Vooral de Hollanders specialiseerden zich in het vangen van haring. In het noorden waren het de Enkhuizers die zich met de haringvangst bezighielden. Jacob de Veen was voorvechter voor de belangen van de Zuiderzeevissers. De minister van Landbouw en Visserij benoemde hem in 1911 tot secretaris van de Visserijraad.

De Haringstad

Enkhuizers vangen haring bij de vleet. Hoeveel vissersschepen in het begin van de zeventiende eeuw Enkhuizen als thuisbasis hadden is niet helemaal bekend, maar het moeten er honderden geweest zijn.

De haringvloot.
In het midden van de zeventiende eeuw, lagen...
De haringvloot.
In het midden van de zeventiende eeuw, lagen er naar schatting een vloot van zo’n 400 tot 500 buizen in de haven. Ook lagen er 150 tot 200 staalevers, een kleiner schip waarmee in het voorjaar op de Zuiderzee op haring werd gevist.

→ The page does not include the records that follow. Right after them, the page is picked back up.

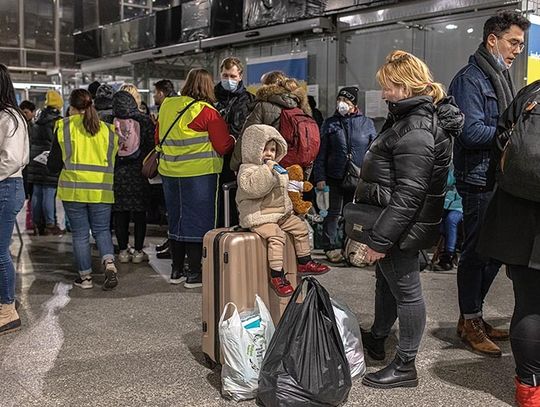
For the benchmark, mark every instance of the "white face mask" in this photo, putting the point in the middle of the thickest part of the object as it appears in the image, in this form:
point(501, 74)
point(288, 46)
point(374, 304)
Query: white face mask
point(499, 59)
point(342, 108)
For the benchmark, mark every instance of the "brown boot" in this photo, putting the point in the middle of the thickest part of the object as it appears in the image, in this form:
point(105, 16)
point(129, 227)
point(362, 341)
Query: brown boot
point(9, 319)
point(496, 334)
point(475, 336)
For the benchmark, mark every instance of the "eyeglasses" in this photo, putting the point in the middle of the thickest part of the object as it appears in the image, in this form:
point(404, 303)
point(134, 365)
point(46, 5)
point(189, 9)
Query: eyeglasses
point(515, 44)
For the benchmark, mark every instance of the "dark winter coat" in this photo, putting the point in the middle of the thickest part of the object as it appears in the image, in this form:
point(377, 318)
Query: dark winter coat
point(103, 106)
point(511, 228)
point(41, 138)
point(131, 189)
point(335, 132)
point(405, 171)
point(270, 100)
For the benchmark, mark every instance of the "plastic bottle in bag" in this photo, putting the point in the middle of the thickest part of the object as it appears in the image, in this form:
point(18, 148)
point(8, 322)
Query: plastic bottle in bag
point(323, 200)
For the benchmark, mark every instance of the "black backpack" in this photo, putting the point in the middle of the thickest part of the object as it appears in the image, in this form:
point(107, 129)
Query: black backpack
point(519, 168)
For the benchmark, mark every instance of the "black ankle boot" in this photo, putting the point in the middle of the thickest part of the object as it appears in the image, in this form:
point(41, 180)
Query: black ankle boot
point(373, 346)
point(396, 374)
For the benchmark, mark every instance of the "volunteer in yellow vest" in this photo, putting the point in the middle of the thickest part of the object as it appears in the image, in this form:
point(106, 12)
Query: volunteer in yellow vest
point(84, 149)
point(190, 162)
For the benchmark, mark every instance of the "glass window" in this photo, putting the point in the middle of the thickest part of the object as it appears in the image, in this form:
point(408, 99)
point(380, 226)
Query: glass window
point(66, 26)
point(39, 24)
point(9, 23)
point(40, 59)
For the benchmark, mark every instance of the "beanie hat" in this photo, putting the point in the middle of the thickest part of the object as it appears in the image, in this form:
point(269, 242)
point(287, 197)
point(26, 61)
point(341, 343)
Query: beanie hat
point(54, 99)
point(92, 88)
point(349, 93)
point(105, 91)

Haring was een wezenlijk onderdeel van het voedselpakket geworden. Het was voedzaam, er zat zelfs vitamine C in. Dat zei de zeventiende-eeuwer niets, maar hij merkte het wel én het was goedkoop. Doordat het in Europa in de 16de en 17de eeuw wat kouder werd, kwamen er steeds meer grote haringscholen in de Noordzee voor. Vooral de Hollanders specialiseerden zich in het vangen van die haring. In het noorden waren het de Enkhuizers die zich met de haringvangst bezighielden. In het zuiden waren de meeste haringvissers in havensteden in de Maasmonding te vinden, Rotterdam of Schiedam bijvoorbeeld.
Haring kon, als je de vis goed kaakte en zorgvuldig zoutte en in tonnen deed, lang bewaard blijven. Het was dan ook een belangrijk exportartikel. Veel Enkhuizer vrachtschepen voeren met haring door de Sont naar de Oostzeehavens om met ladingen graan en hout weer terug te keren. 
Dat kaken en in tonnen doen gebeurde aan boord. De haringbuizen waren een soort fabrieksschepen die wekenlang op zee bleven om de vis te vangen en te verwerken. De vissers gebruikten drijfnetten, die aan elkaar verbonden waren tot een vleet. Zo’n vleet kon honderden meters lang zijn. De haringvisserij was aan strenge regels gebonden. Het Collegie van de Groote Visscherij, waarin de steden Rotterdam, Den Briel, Schiedam, Delft en Enkhuizen vertegenwoordigd waren, bepaalde wanneer er gevist mocht worden, welke merken in de tonnen gebrand moesten worden, welke soort zout er gebruikt moest worden, etc. etc.
Uiteraard was een vloot van honderden vissersschepen uiterst kwetsbaar voor zeerovers zoals kapers uit Duinkerken of uit de Noord-Afrikaanse kuststeden. Ook in tijden van oorlog was het roven van elkaars vissersschepen een doeltreffend strijdmiddel. Enkhuizen had dan ook zijn eigen oorlogsschepen om de vloot te beschermen.

Haringbuizen.
Haringbuizen met op de achtergrond konvooischepen die de...
Haringbuizen.
Haringbuizen met op de achtergrond konvooischepen die de gevangen haring, gekaakt in tonnen aan land brachten.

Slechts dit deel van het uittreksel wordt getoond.